Home ownership and workplace pension plans have the greatest potential to fill this gap. However, to be a viable retirement savings tool, home equity must be sufficient and accessible by the time we retire. Similarly, having a workplace pension plan isn’t necessarily enough—much depends on the plan design and plan type.

So, how have we done in the 10 years since the study to correct course? Not very well, based on the most recent Statistics Canada report. The planned enhancement to CPP by 2019 was designed to address what the feds saw as a crisis in the making. But no one really believes CPP alone will solve the problem. Households still need to take on personal savings strategies plans to fill the holes.

Yet employers, and an alarming number of employees, still don’t fully get or understand the risks of doing nothing. It’s hard to conclude otherwise because where employers do offer some form of retirement savings plan (37.5 per cent) a significant number of their employees decline to participate even when the employer matches their contributions. Have you ever said no to a raise?

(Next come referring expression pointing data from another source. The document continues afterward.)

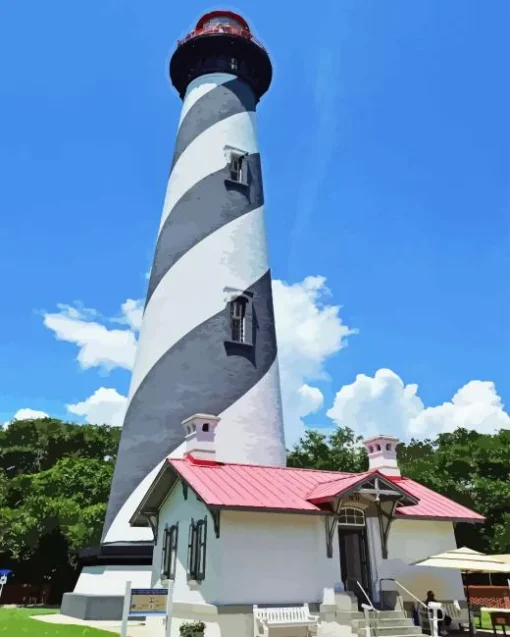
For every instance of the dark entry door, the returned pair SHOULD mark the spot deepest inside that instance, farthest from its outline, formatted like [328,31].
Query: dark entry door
[354,561]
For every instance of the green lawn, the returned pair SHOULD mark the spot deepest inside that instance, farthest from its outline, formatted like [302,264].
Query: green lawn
[17,622]
[486,622]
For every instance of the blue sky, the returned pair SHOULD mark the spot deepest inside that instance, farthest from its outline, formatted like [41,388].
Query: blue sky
[386,153]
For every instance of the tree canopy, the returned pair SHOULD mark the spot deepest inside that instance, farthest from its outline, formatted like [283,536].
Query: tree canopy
[54,484]
[55,480]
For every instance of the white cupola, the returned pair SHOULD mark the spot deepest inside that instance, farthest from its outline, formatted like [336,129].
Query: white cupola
[200,436]
[382,454]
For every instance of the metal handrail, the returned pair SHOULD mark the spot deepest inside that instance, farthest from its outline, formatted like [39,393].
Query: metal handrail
[391,579]
[371,606]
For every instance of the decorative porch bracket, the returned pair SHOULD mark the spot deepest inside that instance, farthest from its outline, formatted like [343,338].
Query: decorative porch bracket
[215,514]
[331,525]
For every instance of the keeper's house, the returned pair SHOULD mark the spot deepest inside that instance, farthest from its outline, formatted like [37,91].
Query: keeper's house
[231,536]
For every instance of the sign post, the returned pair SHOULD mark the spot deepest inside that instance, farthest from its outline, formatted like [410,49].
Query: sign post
[169,608]
[145,602]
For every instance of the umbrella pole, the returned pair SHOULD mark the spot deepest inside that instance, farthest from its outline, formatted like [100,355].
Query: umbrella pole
[468,601]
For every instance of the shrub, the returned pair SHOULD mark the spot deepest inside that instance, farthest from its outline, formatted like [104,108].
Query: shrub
[192,629]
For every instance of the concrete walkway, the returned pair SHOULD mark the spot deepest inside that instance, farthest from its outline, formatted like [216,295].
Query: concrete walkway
[153,628]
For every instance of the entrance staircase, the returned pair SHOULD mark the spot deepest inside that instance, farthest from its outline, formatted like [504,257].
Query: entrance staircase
[385,623]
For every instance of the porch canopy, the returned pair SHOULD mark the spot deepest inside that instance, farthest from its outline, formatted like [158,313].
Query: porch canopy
[372,486]
[467,561]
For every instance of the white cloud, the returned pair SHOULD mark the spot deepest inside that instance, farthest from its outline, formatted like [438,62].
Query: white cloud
[477,405]
[385,404]
[105,406]
[98,346]
[133,312]
[26,414]
[309,332]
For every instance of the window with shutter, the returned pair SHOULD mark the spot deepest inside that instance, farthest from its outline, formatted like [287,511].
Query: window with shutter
[197,539]
[201,546]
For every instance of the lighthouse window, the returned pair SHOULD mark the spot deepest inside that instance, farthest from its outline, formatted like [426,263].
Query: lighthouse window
[237,168]
[238,319]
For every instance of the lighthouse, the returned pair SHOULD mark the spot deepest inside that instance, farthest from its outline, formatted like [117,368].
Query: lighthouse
[207,342]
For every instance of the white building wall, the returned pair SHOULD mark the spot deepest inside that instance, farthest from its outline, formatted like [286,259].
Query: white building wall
[411,541]
[265,558]
[177,509]
[111,580]
[275,558]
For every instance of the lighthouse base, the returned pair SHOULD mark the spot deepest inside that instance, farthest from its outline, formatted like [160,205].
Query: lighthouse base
[100,589]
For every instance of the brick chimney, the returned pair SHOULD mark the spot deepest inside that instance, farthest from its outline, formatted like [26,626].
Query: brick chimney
[200,436]
[382,454]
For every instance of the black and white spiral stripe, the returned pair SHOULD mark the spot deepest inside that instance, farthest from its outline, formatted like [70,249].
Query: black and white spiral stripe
[211,240]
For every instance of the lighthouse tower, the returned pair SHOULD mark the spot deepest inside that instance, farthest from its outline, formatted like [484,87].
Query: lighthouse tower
[207,342]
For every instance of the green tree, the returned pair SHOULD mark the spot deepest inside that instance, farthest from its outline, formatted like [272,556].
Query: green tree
[338,451]
[55,479]
[472,469]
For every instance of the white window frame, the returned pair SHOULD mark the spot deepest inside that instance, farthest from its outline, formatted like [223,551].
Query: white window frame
[236,154]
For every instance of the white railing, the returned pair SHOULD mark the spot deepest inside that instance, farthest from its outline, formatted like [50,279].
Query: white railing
[432,609]
[367,609]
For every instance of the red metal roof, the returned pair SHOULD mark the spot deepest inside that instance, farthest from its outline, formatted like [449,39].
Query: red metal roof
[323,491]
[289,489]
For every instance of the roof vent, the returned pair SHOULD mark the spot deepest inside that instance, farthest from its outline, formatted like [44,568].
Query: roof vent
[382,454]
[200,436]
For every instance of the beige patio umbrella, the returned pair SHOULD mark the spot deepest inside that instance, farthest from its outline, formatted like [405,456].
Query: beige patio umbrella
[467,561]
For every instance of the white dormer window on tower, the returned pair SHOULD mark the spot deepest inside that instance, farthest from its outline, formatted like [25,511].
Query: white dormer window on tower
[237,168]
[238,319]
[237,165]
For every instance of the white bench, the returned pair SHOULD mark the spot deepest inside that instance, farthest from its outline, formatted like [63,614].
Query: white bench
[291,617]
[452,609]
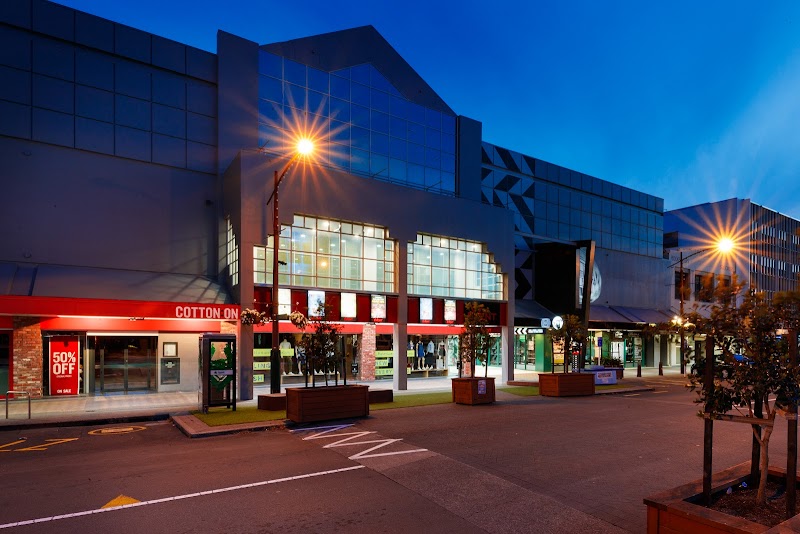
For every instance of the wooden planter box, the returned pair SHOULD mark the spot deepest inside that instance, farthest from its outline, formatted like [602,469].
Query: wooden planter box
[674,510]
[566,384]
[473,390]
[306,405]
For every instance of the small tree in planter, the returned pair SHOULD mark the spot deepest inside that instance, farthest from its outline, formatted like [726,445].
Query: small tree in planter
[753,378]
[571,332]
[321,345]
[473,342]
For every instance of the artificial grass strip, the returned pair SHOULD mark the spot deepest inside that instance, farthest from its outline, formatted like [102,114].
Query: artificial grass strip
[414,399]
[522,391]
[611,386]
[246,414]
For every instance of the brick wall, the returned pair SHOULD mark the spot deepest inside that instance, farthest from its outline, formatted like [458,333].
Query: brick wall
[366,366]
[28,356]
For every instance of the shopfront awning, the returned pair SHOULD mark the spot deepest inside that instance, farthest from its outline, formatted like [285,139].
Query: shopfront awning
[604,314]
[530,311]
[643,315]
[93,283]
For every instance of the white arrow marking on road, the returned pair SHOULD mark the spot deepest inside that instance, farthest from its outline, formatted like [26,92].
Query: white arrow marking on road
[353,435]
[177,497]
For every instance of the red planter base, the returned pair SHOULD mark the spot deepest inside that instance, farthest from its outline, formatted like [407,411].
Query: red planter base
[566,384]
[473,390]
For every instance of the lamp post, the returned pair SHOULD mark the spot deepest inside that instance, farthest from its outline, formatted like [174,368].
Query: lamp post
[304,148]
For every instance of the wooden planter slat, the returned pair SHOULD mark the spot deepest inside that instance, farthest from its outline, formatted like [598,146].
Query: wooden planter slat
[305,405]
[465,391]
[672,511]
[566,384]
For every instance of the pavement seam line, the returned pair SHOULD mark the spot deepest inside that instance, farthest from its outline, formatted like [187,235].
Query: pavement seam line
[177,497]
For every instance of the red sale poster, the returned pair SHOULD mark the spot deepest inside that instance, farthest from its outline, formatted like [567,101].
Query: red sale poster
[64,367]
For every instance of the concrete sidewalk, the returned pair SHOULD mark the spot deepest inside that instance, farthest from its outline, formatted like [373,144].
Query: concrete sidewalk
[133,407]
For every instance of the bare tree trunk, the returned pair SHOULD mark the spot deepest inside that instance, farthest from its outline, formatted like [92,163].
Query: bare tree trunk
[761,496]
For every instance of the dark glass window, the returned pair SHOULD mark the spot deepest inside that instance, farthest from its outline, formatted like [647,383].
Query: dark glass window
[380,122]
[359,137]
[340,132]
[270,88]
[398,127]
[449,124]
[397,148]
[318,103]
[360,73]
[340,110]
[448,163]
[398,107]
[360,94]
[295,96]
[416,154]
[270,64]
[340,88]
[380,143]
[380,101]
[433,119]
[360,116]
[433,158]
[433,138]
[270,112]
[317,80]
[294,72]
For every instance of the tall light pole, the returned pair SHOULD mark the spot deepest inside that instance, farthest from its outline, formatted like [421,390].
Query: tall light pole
[304,148]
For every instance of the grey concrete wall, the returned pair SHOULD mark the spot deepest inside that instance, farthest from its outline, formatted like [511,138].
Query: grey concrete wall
[468,172]
[79,81]
[632,280]
[71,207]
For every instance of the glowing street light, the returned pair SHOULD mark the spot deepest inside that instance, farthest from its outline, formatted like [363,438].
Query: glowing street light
[304,148]
[725,246]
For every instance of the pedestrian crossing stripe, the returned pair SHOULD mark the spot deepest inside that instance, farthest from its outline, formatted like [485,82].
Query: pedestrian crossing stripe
[122,500]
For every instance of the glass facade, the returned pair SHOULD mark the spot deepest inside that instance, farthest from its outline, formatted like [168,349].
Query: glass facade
[327,253]
[371,129]
[555,203]
[443,267]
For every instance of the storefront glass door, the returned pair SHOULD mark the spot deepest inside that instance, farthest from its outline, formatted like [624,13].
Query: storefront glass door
[124,363]
[5,361]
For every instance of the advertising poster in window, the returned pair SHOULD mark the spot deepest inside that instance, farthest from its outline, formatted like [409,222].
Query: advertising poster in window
[348,310]
[449,311]
[378,308]
[284,301]
[316,302]
[64,365]
[425,310]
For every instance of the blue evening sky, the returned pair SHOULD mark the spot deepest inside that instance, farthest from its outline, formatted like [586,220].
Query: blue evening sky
[691,101]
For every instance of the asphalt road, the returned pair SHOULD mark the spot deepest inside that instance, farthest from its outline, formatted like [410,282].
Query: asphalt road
[520,465]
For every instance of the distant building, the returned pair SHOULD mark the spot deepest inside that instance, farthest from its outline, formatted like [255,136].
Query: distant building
[766,255]
[137,174]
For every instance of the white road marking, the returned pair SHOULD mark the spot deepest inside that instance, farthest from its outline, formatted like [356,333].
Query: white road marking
[177,497]
[347,441]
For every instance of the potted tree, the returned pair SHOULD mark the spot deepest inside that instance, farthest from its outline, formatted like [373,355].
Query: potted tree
[747,374]
[572,335]
[473,344]
[321,349]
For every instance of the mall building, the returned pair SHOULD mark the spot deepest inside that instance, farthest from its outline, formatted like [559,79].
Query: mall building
[138,208]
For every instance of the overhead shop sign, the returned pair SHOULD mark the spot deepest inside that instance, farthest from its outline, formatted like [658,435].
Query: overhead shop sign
[64,368]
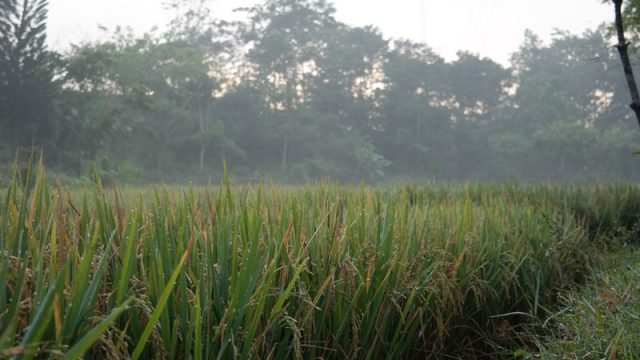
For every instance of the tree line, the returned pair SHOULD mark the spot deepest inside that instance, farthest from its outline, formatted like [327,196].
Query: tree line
[293,94]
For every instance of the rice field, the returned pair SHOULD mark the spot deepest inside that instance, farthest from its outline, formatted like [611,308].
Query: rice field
[269,272]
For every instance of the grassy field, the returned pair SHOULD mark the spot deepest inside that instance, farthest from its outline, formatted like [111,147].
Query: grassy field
[322,271]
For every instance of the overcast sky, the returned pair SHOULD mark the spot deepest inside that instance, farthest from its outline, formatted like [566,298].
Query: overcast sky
[492,28]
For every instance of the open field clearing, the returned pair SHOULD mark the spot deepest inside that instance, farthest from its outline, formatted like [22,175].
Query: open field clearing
[321,271]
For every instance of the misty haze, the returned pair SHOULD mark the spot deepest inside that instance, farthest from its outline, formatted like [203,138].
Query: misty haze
[424,179]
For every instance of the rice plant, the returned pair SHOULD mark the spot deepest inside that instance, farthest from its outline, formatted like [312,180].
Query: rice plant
[322,271]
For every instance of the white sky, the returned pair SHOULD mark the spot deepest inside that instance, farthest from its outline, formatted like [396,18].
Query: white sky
[492,28]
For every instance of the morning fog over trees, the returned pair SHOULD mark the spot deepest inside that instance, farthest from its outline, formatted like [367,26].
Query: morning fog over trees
[292,94]
[279,184]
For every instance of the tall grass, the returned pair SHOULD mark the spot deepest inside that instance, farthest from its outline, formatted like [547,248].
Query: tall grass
[273,272]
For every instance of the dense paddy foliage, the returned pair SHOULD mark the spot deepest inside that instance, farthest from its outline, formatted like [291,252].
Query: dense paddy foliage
[261,271]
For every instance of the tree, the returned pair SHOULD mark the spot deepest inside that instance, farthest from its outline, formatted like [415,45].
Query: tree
[623,49]
[27,88]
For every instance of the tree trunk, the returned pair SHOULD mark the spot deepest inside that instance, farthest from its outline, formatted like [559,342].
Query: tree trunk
[623,49]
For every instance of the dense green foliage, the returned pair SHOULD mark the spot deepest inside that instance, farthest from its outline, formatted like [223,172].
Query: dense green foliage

Still, there is some good news. Membership and participation in other types of programs like RRSPs is growing. But the bad news here is that the inherent flexibility in those programs can be a member’s worst enemy. We’ve already demonstrated a reluctance to save when offered a choice, and adding flexibility can put years of saving into reverse. Or, perhaps it’s more true that we have an inability to save enough in areas where housing and childcare costs are wildly disproportionate to incomes.

Admittedly, there are many situations where any choice in income allocation is illusory. But wherever possible, do yourselves a favour when you’re offered free matching money and take it. Because life can be long. And who doesn’t want to prosper?